Hello hello - I'm trying to understand how `pyflyt...
# flyte-support
p
Hello hello - I'm trying to understand how
pyflyte
works with custom dependencies and a custom docker image. if i install custom dependencies in my venv and then run
pyflyte run --remote --image {myRemoteImage} --project flyte workflows/myworkflow.py myworkflowname
things work as expected. but if i uninstall the custom dependencies locally
pyflyte run
(and
register
and
package
) complain about the dependencies not existing. obviously those dependencies are required when the workflow is run remotely, which is why they are included in
myRemoteImage
. but why are they needed for the
register
command, and why must they be installed locally? the documentation says:
Copy code
Packages and zips up the directory/file that you specify as the argument to pyflyte register, along with any files in the root directory of your project. The result of this is a tarball that is packaged into a .tar.gz file, which also includes the serialized task (in protobuf format) and workflow specifications defined in your workflow code.
the tgz created from
package
contains the serialized tasks and workflows but does not contain any custom dependencies. so are local dependencies only required as some form of validation during serialization?

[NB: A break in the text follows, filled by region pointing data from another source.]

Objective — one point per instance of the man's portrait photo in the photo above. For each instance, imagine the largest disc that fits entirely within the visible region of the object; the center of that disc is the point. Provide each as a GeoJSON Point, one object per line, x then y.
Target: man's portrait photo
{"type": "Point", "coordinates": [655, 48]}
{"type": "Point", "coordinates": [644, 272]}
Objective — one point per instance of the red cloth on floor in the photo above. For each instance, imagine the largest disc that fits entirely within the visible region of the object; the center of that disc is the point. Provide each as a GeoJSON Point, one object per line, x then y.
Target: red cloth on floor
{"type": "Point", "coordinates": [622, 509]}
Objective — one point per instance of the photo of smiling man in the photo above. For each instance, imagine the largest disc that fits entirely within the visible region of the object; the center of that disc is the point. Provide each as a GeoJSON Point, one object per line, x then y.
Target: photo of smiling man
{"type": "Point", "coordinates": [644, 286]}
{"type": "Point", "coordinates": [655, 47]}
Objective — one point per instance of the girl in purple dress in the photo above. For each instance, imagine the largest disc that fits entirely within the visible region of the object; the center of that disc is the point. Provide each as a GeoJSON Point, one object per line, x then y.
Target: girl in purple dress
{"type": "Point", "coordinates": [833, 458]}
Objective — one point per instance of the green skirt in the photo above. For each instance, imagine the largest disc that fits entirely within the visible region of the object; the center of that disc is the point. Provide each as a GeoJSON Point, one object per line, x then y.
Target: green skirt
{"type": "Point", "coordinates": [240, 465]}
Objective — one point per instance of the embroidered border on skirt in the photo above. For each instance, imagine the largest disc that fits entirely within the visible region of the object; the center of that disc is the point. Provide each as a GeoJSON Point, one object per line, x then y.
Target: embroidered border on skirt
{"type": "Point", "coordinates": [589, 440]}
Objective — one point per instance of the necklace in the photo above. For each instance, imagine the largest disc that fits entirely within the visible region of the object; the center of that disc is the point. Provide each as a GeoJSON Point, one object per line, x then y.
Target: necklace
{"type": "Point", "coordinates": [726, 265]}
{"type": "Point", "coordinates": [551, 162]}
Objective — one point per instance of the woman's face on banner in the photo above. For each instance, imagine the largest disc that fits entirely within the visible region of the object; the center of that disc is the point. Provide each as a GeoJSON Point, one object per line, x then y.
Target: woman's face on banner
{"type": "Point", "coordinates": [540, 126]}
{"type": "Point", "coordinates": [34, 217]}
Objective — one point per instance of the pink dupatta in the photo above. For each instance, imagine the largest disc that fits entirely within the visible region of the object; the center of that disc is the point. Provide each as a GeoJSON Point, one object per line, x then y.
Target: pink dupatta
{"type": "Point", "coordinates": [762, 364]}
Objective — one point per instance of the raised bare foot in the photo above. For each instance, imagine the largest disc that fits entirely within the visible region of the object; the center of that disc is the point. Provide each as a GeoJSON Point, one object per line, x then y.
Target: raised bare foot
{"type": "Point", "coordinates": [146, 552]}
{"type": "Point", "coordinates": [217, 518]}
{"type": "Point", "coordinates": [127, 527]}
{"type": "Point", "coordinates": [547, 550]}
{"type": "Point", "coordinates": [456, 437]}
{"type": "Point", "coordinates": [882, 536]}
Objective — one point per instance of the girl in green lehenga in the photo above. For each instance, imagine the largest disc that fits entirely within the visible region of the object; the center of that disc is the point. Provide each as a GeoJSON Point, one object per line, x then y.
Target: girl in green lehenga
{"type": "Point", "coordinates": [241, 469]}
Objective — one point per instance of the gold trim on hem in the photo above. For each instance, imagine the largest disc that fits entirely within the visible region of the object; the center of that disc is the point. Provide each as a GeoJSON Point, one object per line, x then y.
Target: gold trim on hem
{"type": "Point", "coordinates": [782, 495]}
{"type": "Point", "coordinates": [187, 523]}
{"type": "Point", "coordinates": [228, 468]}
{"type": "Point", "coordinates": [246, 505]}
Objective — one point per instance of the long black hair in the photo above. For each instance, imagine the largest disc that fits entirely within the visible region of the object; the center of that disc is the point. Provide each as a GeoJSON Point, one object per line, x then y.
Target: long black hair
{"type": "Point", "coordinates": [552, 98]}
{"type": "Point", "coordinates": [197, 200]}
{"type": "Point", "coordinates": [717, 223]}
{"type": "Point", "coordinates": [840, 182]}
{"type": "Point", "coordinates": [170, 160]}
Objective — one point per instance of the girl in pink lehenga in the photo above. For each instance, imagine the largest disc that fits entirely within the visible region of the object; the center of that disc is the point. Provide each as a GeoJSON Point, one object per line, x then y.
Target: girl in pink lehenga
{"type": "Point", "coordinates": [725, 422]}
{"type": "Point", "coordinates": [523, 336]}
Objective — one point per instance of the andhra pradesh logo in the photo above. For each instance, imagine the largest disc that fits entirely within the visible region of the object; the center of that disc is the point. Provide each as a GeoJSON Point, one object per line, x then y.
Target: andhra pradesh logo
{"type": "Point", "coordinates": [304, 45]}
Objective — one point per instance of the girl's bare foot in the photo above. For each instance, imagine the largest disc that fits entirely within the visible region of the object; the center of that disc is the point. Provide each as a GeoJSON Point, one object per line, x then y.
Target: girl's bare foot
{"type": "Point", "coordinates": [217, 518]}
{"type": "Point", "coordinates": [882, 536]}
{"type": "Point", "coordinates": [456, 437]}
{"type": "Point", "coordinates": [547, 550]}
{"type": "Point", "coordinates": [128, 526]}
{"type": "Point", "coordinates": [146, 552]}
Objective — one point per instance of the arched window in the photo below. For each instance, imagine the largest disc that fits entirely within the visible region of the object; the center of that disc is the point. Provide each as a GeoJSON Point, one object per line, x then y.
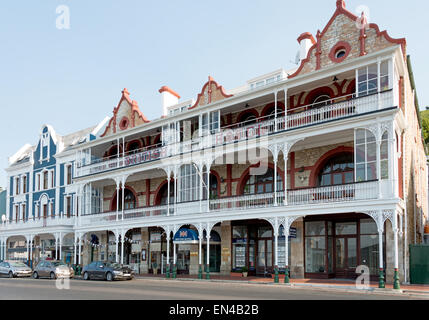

presumably only dependencies either passed in as cli args or the ones incorporated in the custom docker image are actually used during workflow runs?
h
All your observations are correct! During registration, pyflyte loads all the modules and only sudo-executes the
@workflow
functions... so any packages/modules that are needed for loading or for running the
@workflow
function (with no inputs) need to exist at the registration time
p
is the requirement that packages/modules are installed locally a python/technical necessity? or is it an intentional safety/validation thing for pyflyte?
h
That's an interesting distinction. pyflyte does rely on python for initial safety/validation. However, you can build the full spec of the tasks (docker image + interface description) and workflows (interface description and node graphs/data flow) completely outside of python and submit that through
pyflyte register
or
flytectl register files
and that will bypass the python checks/validations. That full spec is in protobuf. We do have a product in union.ai that allows you to design the workflow fully in the browser (drag-drop style) and rely on the registration API to surface any compilation errors...
p
ok, that's helpful. thanks a lot. one (probably) last question on this topic - is it correct to say that one could trigger
pyflyte run -d production --remote --image...
and have a different local dependency version installed than what actually gets used when the workflow execution runs?
h
Correct...
👍 1